Barchitta Martina, Maugeri Andrea, Favara Giuliana, Riela Paolo Marco, Gallo Giovanni, Mura Ida, Agodi Antonella
Department of Medical and Surgical Sciences and Advanced Technologies "GF Ingrassia", University of Catania, 95123 Catania, Italy.
GISIO-SItI-Italian Study Group of Hospital Hygiene-Italian Society of Hygiene, Preventive Medicine and Public Health, 00144 Roma, Italy.
J Clin Med. 2021 Mar 2;10(5):992. doi: 10.3390/jcm10050992.
Patients in intensive care units (ICUs) were at higher risk of worsen prognosis and mortality. Here, we aimed to evaluate the ability of the Simplified Acute Physiology Score (SAPS II) to predict the risk of 7-day mortality, and to test a machine learning algorithm which combines the SAPS II with additional patients' characteristics at ICU admission. We used data from the "Italian Nosocomial Infections Surveillance in Intensive Care Units" network. Support Vector Machines (SVM) algorithm was used to classify 3782 patients according to sex, patient's origin, type of ICU admission, non-surgical treatment for acute coronary disease, surgical intervention, SAPS II, presence of invasive devices, trauma, impaired immunity, antibiotic therapy and onset of HAI. The accuracy of SAPS II for predicting patients who died from those who did not was 69.3%, with an Area Under the Curve (AUC) of 0.678. Using the SVM algorithm, instead, we achieved an accuracy of 83.5% and AUC of 0.896. Notably, SAPS II was the variable that weighted more on the model and its removal resulted in an AUC of 0.653 and an accuracy of 68.4%. Overall, these findings suggest the present SVM model as a useful tool to early predict patients at higher risk of death at ICU admission.

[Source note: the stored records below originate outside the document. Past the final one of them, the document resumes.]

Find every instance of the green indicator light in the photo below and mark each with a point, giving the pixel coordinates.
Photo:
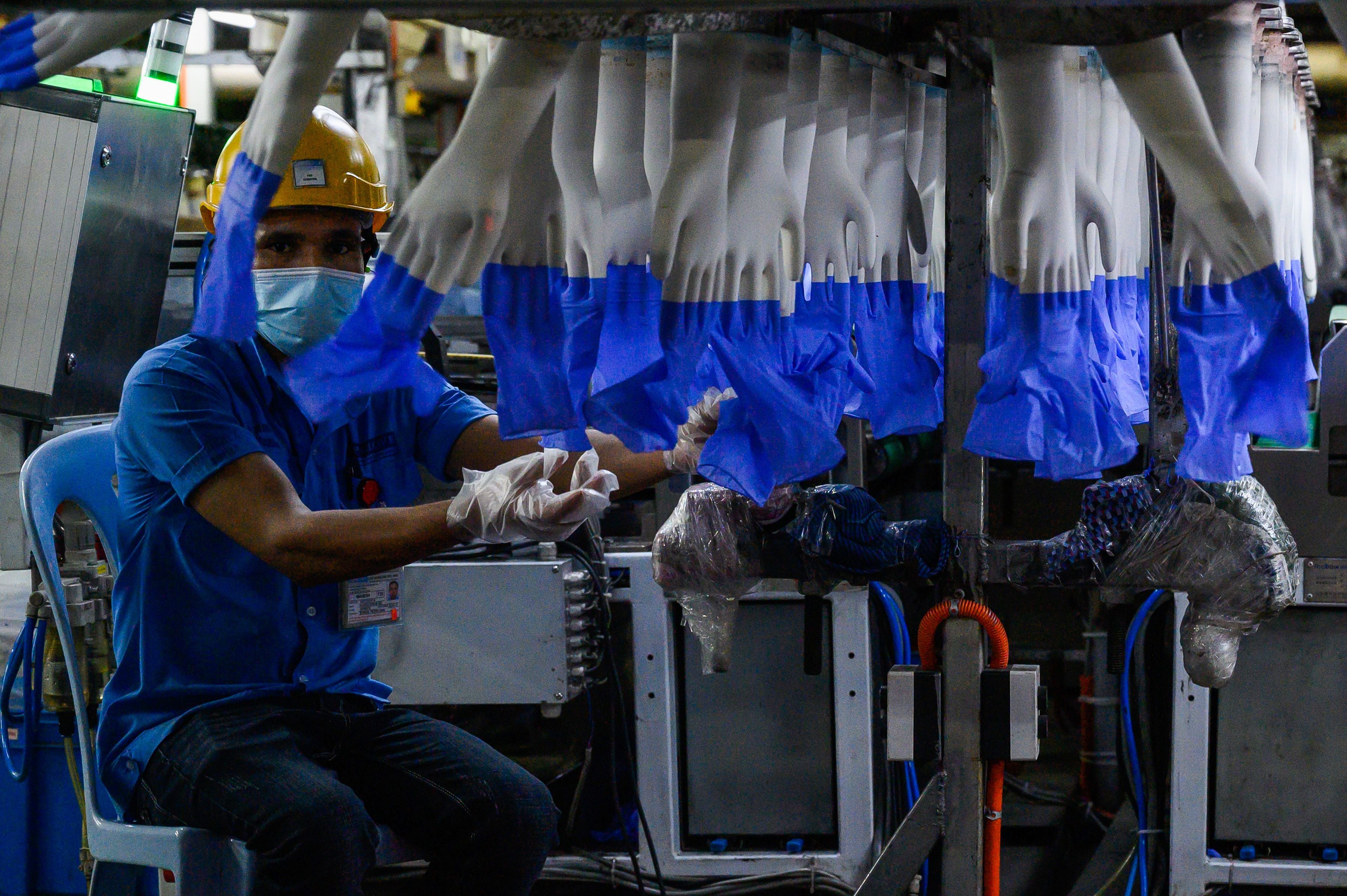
(158, 91)
(71, 83)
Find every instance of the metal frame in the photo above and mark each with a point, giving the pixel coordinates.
(1191, 869)
(658, 741)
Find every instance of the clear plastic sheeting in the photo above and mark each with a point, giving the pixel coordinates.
(1224, 545)
(706, 557)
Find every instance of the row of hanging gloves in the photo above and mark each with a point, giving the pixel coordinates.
(642, 215)
(660, 220)
(1067, 329)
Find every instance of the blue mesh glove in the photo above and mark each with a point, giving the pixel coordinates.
(782, 425)
(1109, 514)
(906, 376)
(38, 46)
(1276, 403)
(845, 527)
(1044, 398)
(1224, 331)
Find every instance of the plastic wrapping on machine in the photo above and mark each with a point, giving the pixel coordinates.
(708, 556)
(846, 529)
(1228, 548)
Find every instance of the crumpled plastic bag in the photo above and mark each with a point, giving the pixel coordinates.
(1228, 548)
(708, 556)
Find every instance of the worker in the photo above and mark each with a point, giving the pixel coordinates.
(240, 705)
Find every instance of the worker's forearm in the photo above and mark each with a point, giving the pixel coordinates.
(633, 472)
(333, 546)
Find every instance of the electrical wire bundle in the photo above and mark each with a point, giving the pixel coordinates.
(586, 548)
(1145, 798)
(902, 657)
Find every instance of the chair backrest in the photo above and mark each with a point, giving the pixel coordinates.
(76, 467)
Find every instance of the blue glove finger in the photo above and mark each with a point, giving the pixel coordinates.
(364, 358)
(906, 376)
(1276, 403)
(228, 308)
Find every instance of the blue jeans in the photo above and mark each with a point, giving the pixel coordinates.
(305, 779)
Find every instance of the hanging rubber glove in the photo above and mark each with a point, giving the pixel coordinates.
(37, 46)
(1155, 81)
(929, 275)
(1276, 403)
(1115, 173)
(766, 255)
(280, 115)
(795, 389)
(1044, 398)
(516, 500)
(687, 243)
(659, 130)
(588, 247)
(802, 108)
(702, 419)
(523, 290)
(887, 343)
(631, 337)
(782, 425)
(445, 235)
(834, 197)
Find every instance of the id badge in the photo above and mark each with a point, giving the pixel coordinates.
(374, 600)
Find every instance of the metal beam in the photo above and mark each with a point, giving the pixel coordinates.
(910, 845)
(961, 864)
(966, 289)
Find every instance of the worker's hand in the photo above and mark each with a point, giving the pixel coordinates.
(40, 45)
(702, 419)
(516, 499)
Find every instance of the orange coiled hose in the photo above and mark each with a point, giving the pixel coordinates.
(1000, 658)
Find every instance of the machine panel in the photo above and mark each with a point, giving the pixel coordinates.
(760, 731)
(1280, 727)
(479, 632)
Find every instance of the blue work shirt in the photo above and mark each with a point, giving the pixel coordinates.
(200, 620)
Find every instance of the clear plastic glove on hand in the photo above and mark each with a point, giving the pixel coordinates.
(702, 419)
(516, 500)
(41, 45)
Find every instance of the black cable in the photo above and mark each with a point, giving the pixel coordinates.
(612, 779)
(607, 618)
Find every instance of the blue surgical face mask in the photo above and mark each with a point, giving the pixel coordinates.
(302, 308)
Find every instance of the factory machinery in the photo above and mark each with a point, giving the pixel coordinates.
(817, 697)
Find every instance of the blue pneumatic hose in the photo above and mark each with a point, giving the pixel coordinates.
(26, 652)
(1129, 736)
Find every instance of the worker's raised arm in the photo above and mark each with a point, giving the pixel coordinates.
(482, 448)
(254, 503)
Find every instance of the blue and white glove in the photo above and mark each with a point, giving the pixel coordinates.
(41, 45)
(297, 77)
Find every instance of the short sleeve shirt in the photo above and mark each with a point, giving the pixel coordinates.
(199, 619)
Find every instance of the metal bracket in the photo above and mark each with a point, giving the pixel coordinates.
(910, 845)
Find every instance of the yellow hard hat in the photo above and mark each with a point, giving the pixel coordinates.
(332, 166)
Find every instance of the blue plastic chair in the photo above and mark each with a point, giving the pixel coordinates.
(80, 467)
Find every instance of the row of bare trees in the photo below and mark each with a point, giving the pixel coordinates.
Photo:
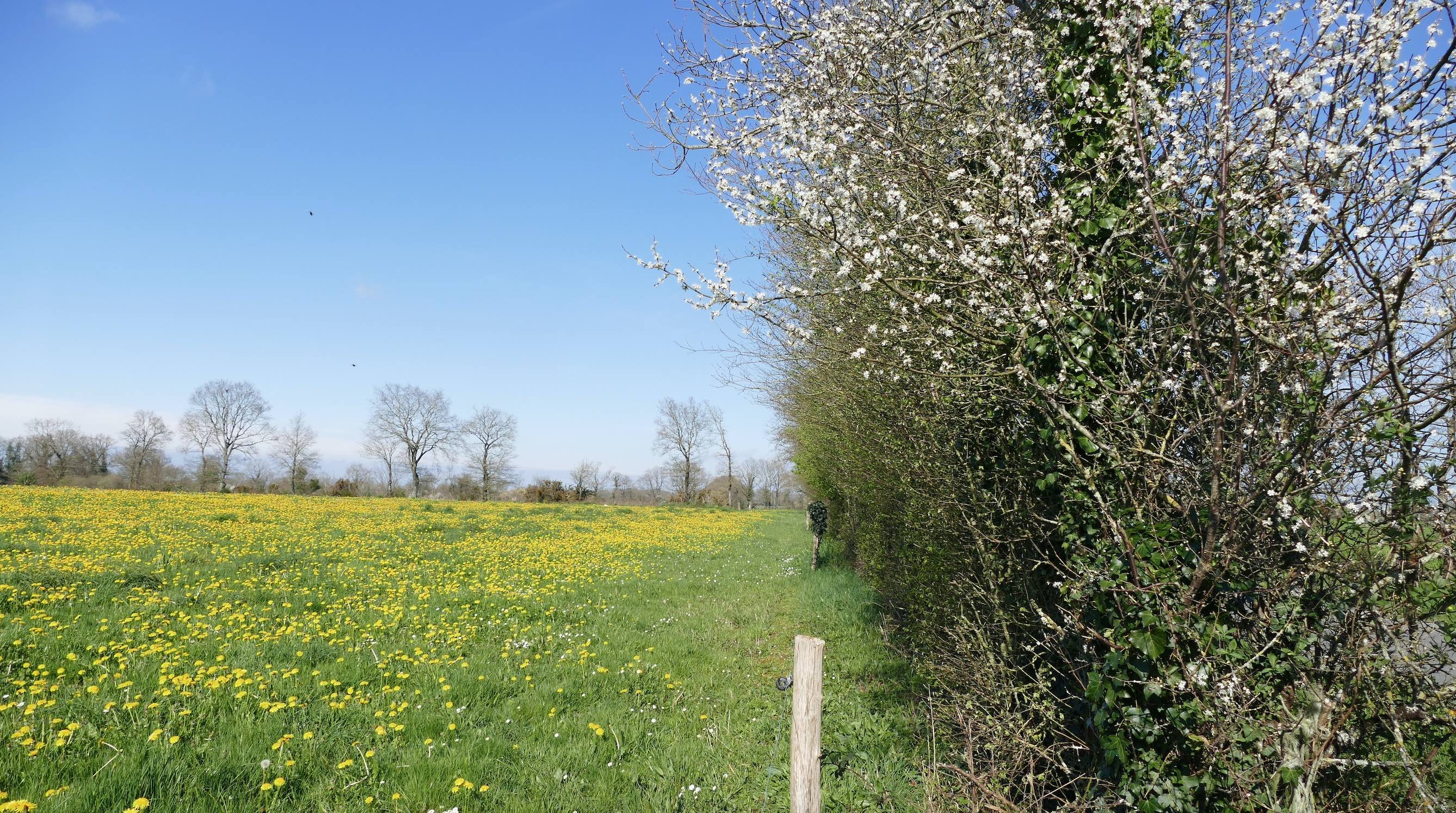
(231, 436)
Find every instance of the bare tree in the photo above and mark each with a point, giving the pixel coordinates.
(146, 436)
(750, 478)
(586, 478)
(197, 436)
(236, 418)
(388, 452)
(682, 430)
(654, 481)
(491, 439)
(618, 481)
(296, 451)
(715, 418)
(775, 478)
(418, 420)
(260, 474)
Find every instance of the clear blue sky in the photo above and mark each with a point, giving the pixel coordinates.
(472, 186)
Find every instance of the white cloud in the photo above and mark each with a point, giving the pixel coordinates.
(199, 82)
(78, 14)
(18, 410)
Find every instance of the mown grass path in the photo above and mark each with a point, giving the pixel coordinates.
(273, 653)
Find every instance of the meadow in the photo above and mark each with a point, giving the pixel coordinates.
(207, 652)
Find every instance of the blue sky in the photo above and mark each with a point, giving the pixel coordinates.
(472, 186)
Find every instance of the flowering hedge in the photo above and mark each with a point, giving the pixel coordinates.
(1119, 337)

重症监护病房(ICU)的患者预后恶化和死亡风险更高。在此,我们旨在评估简化急性生理学评分(SAPS II)预测7天死亡率风险的能力,并测试一种将SAPS II与ICU入院时患者的其他特征相结合的机器学习算法。我们使用了“意大利重症监护病房医院感染监测”网络的数据。支持向量机(SVM)算法用于根据性别、患者来源、ICU入院类型、急性冠状动脉疾病的非手术治疗、手术干预、SAPS II、侵入性设备的存在、创伤、免疫功能受损、抗生素治疗和医院获得性感染(HAI)的发生情况对3782例患者进行分类。SAPS II预测死亡患者和未死亡患者的准确率为69.3%,曲线下面积(AUC)为0.678。相反,使用SVM算法,我们实现了83.5%的准确率和0.896的AUC。值得注意的是,SAPS II是模型中权重更大 的变量,去除该变量后AUC为0.653,准确率为68.4%。总体而言,这些发现表明当前的SVM模型是早期预测ICU入院时死亡风险较高患者的有用工具。